Circulation is improved by means of "prana pumps", according to esteemed yoga therapist Gary Kraftsow. Prana is your life force and through the use of pranayama -- yogic breathing techniques -- while holding a yoga pose, you can increase circulation through your spine, glands and organs. For your purposes here, instead of learning advanced or difficult breathing techniques, simply breathe fully and deeply while in a pose to improve your circulation.
Legs Up The Wall Pose
This inverted pose uses gravity to stimulate blood circulation. Start in a seated position on the floor next to a wall with your legs running parallel to the wall. All in one motion, swivel your body so that your legs are up the wall and your upper body is relaxed on the floor. Stay in this pose for up to 15 minutes and exit by gently rolling to one side.
Camel pose increases blood circulation by opening your chest and shoulders and stretching your neck.
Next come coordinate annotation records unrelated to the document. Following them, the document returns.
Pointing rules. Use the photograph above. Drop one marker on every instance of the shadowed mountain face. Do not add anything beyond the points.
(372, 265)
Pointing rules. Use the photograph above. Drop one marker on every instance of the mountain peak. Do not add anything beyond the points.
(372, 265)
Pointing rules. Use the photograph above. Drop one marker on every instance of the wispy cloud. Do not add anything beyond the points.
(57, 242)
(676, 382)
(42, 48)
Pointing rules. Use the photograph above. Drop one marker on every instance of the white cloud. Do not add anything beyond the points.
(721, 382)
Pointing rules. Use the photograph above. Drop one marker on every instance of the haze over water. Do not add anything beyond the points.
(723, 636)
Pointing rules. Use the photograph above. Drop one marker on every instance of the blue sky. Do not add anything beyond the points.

Start by standing on your knees and press your palms into your buttocks. Move your pelvis forward and lean your head back. Spend a few seconds to get used to the intense stretch in your upper thighs. When you're ready, reach your right hand back and cup the heel of your right foot. Do the same on the left side. Press the pelvis forward and round the entire spine. Relax the head back and hold the pose for 30 seconds. Carefully exit, rest and repeat twice.
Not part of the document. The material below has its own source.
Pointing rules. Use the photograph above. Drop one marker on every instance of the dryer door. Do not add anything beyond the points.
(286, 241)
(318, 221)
This pose, often referred to as full backbend or Wheel pose, will open up the front of your body and promote healthy blood circulation. Lie on your back and bend your knees. Plant your feet, hip-width apart, close to your buttocks. Bend your elbows and place your hands on the floor beside your ears with your fingers pointing toward your shoulders. Lift your buttocks off the floor. Press into the floor with your hands and raise your head and shoulders off the floor. Take a moment to rest the crown of your head on the floor. When you're ready, press down into the floor with your hands and straighten your arms as you lift your head off the floor. For beginners, using a yoga ball will make getting into this pose much easier. Hold for up to 10 seconds, rest and repeat twice.
Shoulderstand allows blood to flow without strain. While lying on your back, bend your knees and lift your feet off the floor. Lift your buttocks off the floor and place your hands on the small of your back for support. Keep your upper arms and elbows on the floor and lift your legs straight up. Bring your chest toward your chin and breathe normally in this pose for up to one minute.